4. Bancos de Dados Relacionais e Esquemas

Um banco de dados relacional contem muitas relações e as tuplas (das relações) de alguma forma estão relacionadas.
Um esquema de banco de dados relacional é um conjunto de esquemas de relações e um conjunto de restrições de integridade.
O estado de um banco de dados relacional é um conjunto de estados de relação.

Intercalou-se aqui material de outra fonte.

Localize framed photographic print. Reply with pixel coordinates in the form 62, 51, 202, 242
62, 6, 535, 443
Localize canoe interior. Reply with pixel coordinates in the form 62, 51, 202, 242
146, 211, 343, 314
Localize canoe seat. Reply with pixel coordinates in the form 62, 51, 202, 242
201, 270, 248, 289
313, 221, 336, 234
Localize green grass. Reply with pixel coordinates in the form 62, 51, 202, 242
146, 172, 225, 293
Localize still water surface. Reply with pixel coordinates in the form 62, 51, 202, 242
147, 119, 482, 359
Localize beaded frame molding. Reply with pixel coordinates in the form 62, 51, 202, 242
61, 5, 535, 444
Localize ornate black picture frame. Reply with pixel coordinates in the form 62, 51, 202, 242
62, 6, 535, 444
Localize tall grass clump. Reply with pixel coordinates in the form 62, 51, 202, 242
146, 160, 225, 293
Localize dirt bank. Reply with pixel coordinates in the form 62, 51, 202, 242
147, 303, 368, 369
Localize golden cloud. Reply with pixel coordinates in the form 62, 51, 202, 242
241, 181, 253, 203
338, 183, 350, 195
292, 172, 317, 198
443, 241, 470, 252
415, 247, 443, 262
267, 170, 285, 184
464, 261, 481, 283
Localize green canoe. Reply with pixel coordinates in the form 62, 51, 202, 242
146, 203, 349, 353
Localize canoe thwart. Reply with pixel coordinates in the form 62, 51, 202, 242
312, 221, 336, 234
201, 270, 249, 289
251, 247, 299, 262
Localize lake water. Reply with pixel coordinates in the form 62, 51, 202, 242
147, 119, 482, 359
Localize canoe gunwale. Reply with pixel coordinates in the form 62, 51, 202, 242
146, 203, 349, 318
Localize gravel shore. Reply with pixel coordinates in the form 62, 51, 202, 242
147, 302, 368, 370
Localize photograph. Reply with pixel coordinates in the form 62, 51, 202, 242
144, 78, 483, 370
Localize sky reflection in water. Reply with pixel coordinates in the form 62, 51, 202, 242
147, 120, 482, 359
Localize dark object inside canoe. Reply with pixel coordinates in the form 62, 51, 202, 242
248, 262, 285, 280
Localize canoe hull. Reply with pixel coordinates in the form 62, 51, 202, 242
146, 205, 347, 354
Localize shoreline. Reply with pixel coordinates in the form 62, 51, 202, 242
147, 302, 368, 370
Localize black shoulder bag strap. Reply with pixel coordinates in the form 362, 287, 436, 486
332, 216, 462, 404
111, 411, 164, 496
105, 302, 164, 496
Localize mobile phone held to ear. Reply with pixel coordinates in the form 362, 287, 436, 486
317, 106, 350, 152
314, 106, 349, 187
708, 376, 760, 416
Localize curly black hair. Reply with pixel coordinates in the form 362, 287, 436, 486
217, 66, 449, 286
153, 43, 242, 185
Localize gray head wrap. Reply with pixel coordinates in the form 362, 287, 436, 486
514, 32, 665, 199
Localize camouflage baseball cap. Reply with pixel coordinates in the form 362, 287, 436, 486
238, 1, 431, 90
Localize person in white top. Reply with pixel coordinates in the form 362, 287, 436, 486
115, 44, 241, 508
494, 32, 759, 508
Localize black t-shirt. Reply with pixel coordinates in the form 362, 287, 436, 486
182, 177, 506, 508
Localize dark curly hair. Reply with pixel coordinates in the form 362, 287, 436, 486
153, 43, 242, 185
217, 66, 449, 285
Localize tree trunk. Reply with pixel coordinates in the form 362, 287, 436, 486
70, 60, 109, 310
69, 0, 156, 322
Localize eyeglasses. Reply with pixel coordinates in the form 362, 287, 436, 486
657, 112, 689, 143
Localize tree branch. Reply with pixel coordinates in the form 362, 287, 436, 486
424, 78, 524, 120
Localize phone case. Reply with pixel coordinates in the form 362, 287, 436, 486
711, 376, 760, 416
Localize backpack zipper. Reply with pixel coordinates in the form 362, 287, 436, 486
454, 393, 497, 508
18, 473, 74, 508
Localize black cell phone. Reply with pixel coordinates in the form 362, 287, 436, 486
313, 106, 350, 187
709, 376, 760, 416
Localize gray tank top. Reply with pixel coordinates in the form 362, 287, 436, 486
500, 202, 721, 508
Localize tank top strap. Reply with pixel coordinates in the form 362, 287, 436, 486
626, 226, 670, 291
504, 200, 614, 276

5. Integridade de Entidade, Integridade Referencial e Chaves Estrangeiras

A restrição de integridade de entidade diz que nenhum valor de chave primária pode ser nulo. Esta restrição (assim como a restrição de chave) é aplicada em relações individuais.
A restrição de integridade referencial é especificada entre duas relações e é usada para manter a consistência entre tuplas das duas relações. Informalmente, a restrição de integridade referencial diz que uma tupla da relação (R1), que refere-se a outra relação (R2), deve referir-se a uma tupla existente em R2.
Uma chave estrangeira especifica uma restrição de integridade referencial entre duas relações R1 e R2, de tal forma que, se um conjunto de atributos FK no esquema de relação R1 é uma chave estrangeira de R1 que referencia a relação R2 se esta satisfaz as seguintes duas regras: (i) Os atributos de FK tem o mesmo domínio que os atributos da chave primária PK de R2, onde os atributos FK são ditos que se referem a relação R2; (ii) Um valor de FK em uma tupla t1 de R1, ou ocorre em uma tupla t2 de R2 ou tem valor nulo.
As restrições de integridade referencial tipicamente vem dos relacionamentos entre entidades representadas pelo esquema de relação.
Uma chave estrangeira pode referir-se a sua própria relação. O relacionamento de supervisão na entidade empregado, por exemplo.
É possível mostrar diagramaticamente as restrições de integridade através de uma seta que liga cada chave estrangeira a respectiva chave primária da relação referenciada.
As restrições de integridade referencial não incluem uma grande classe de restrições mais gerais conhecidas como restrições de integridade semântica. Exemplos dessas restrições podem ser: (a) o salário de um empregado não pode exceder o salário de seu supervisor; ou (b) o número máximo de horas que um empregado pode trabalhar em todos os projetos por semana não pode ultrapassar 40 horas.
Triggers podem ser usados para esta função.
Dois tipos de restrições existem: (i) restrições de estado (ou restrições estáticas); e (ii) restrições de transição (ou restrições dinâmicas). Um exemplo de transição de transição pode ser que o salário de um empregado só pode aumentar nunca diminuir.




6. Operação de Atualização e Violação de Restrições

6.1. Operação de inserção

Provê uma lista de valores de atributos para uma nova tupla que deverá ser inserida na relação R
Pode violar:
Restrição de domínio (valor não correspondente ao domínio especificado)
Restrição de chave (se um valor de chave já existe)
Integridade de entidade (se a chave primária é nula)
Integridade referencial (se o valor da chave estrangeira refere-se a uma tupla que não existe na relação referenciada)
Geralmente o SGBD deve rejeitar uma inserção que viole essas restrições


6.2. Operação de deleção

Pode violar somente integridade referencial.
Ocorre quando a tupla sendo deletada é referenciada pela chave estrangeira de outras tuplas no banco de dados.
Três opções estão disponíveis:
Rejeitar a deleção
Propagar a deleção
Modificar o valor do atributo sendo referenciado, seja colocando o valor null ou colocar um outro valor válido. Se o atributo referenciado fizer parte da chave primária o atributo não poderá assumir valor nulo, senão será violada a restrição de integridade.


6.3. Operação de Atualização

Usada para alterar os valores de um ou mais atributos em uma tupla
Atributos que não são chaves primárias ou estrangeiras, não tem problemas, exceto a checagem de tipos e domínios
Modificar uma chave primária é a mesma coisa que apagar uma tupla e inserir outra em seu lugar. Inserção e deleção se aplica aqui.
Se uma chave estrangeira é modificada, o SGBD tem que garantir que o novo valor refere-se a uma tupla existente na relação referenciada.